紹介された彼は何も言わず頭を下げたのみで、名を聞いても「……ない。」と怒ったように答えただけだった。
「はあ……。」
わたしは手を止めてため息を漏らす。
「どうしたの?」
例によって二人でタケハヤが使用していた部屋の清掃をしていると、いかにも楽しそうに手を動しているサヨが話しかけてきた。
口を動かしても手を止めないその姿勢にいつもながら感心する。
「あ、分かった。使者のお兄ちゃんのことでしょう?」
ヨシノのことを考えてたところに予想外のことを指摘されて眉をひそめてサヨを見る。
サヨは何を勘違いしたのかお見通しだよとばかりに続ける。
「分かるよ、その気持ち。それで、うまくいったの?」
こいつ、皆が気を使ってサヨには気付かれないようにしていたのに、いけしゃあしゃあとそれを聞いてくるのか。
どこで憶えたのか、いまいち品のない笑顔を浮かべながら問うサヨにわたしは答えた。
「違うから。あとそういうことは言わないの。」
「はあい。」と間延びした返事をしながら作業を続けるサヨを見ながらわたしは考えていた。
(分かってない。何も分かってないよサヨよ。)
わたしは故郷のことを考えていたんだよ。そう、ヨシノのことを。
タケハヤに紹介された名無しさんとヨシノについて語らうことでもできれば、少しは気も晴れたかもしれない。
だが、名を聞いたときのあの態度、取りつく島も見出せないまま彼の元に飛び込むだけの勇気はなかった。

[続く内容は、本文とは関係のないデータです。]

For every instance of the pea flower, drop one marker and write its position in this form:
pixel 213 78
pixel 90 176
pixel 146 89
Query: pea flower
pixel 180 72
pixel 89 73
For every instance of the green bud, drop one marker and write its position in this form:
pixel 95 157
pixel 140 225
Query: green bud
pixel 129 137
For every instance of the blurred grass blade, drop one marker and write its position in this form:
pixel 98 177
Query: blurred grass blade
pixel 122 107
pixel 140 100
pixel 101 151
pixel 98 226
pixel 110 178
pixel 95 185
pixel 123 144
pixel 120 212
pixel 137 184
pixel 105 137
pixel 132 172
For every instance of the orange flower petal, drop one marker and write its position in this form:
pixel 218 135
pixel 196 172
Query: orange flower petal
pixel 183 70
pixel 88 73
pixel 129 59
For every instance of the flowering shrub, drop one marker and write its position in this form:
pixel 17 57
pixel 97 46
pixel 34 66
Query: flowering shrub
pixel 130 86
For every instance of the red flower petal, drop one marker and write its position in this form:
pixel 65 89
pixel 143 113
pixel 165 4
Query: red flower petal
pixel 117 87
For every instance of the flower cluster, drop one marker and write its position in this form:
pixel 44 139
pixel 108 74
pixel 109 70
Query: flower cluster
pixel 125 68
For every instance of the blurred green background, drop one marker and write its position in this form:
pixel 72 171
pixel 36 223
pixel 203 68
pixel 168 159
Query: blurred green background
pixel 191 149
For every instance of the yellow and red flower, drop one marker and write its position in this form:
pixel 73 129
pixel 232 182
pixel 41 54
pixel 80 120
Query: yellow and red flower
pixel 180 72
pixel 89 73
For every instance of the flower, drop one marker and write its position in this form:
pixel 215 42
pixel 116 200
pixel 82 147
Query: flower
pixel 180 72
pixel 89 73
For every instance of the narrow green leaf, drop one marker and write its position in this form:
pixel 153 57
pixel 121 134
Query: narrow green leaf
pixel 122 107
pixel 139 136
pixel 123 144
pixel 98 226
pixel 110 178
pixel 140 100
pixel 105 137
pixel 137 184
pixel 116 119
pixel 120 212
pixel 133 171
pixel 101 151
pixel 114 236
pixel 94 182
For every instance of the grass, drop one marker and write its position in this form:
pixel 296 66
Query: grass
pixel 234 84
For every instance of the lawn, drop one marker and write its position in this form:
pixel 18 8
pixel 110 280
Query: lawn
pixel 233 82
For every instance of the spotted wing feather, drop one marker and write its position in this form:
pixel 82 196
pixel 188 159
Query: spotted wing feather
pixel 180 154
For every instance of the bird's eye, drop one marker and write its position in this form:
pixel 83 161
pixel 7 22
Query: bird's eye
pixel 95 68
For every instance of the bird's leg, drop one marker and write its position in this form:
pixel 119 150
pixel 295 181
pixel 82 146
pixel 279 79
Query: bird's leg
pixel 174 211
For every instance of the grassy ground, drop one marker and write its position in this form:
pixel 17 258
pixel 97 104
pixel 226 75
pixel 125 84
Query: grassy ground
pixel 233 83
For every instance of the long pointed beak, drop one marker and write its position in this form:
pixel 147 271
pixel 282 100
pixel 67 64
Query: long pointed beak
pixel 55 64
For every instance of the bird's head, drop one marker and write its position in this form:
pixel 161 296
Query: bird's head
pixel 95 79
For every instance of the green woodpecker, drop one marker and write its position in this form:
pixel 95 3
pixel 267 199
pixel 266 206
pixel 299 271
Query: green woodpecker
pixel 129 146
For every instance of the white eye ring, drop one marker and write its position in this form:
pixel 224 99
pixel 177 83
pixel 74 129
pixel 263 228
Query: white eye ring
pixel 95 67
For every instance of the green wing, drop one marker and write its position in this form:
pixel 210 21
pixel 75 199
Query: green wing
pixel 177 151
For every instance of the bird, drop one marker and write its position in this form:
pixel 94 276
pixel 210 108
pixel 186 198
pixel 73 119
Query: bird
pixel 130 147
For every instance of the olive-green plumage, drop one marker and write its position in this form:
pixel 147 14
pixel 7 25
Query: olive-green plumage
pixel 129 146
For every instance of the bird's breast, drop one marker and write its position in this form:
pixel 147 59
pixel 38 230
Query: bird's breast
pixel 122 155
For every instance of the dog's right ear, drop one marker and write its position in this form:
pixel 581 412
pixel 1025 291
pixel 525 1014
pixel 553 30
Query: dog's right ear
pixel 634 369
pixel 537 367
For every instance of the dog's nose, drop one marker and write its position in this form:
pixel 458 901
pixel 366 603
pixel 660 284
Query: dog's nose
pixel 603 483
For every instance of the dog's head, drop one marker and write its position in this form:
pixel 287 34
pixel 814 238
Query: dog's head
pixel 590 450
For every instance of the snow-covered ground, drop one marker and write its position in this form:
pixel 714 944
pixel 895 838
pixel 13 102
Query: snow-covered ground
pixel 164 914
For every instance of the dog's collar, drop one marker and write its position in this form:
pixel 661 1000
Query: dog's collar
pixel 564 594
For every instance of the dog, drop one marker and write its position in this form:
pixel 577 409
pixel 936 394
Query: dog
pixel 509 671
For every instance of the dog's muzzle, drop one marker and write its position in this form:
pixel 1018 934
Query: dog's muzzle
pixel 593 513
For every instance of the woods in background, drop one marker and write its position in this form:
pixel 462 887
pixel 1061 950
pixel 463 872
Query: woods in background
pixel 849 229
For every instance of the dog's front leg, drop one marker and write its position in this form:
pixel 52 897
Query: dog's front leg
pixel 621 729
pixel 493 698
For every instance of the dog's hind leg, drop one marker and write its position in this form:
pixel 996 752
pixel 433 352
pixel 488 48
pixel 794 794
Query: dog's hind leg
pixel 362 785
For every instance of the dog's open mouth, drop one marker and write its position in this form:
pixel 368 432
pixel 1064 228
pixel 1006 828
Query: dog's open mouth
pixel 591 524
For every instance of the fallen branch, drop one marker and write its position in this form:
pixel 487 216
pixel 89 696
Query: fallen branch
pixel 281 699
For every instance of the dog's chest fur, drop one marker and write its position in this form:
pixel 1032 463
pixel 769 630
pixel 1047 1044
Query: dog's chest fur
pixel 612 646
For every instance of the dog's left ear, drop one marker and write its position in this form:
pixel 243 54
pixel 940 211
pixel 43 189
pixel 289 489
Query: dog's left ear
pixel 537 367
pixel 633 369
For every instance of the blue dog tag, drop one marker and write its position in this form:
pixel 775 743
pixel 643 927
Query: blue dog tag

そもそもタケハヤが置いていった人間が本当にヨシノの人なのか。いや、そんなことはどうでもいい。とにかくヨシノに帰りたい。家族に会いたい。それに…。
(会いたいよ……。)
望郷の想いが顔に出ているのか、サヨが手を止めてわたしを心配そうに見つめていた。
「サヨ。……おひい様やタエさんを大事にしてね。」
今、この子にとって家族と言えるのは、引き取ってくれたおひい様と育ててくれたタエさんの二人だろう。その中には寝食を共にして長いチユさんも入るかもしれない。
どうしても気分を持ちなおせず、寂しさの滲む笑顔を向けたわたしの言葉に、サヨは首を傾げた後、「うん。」と元気よく返事をした。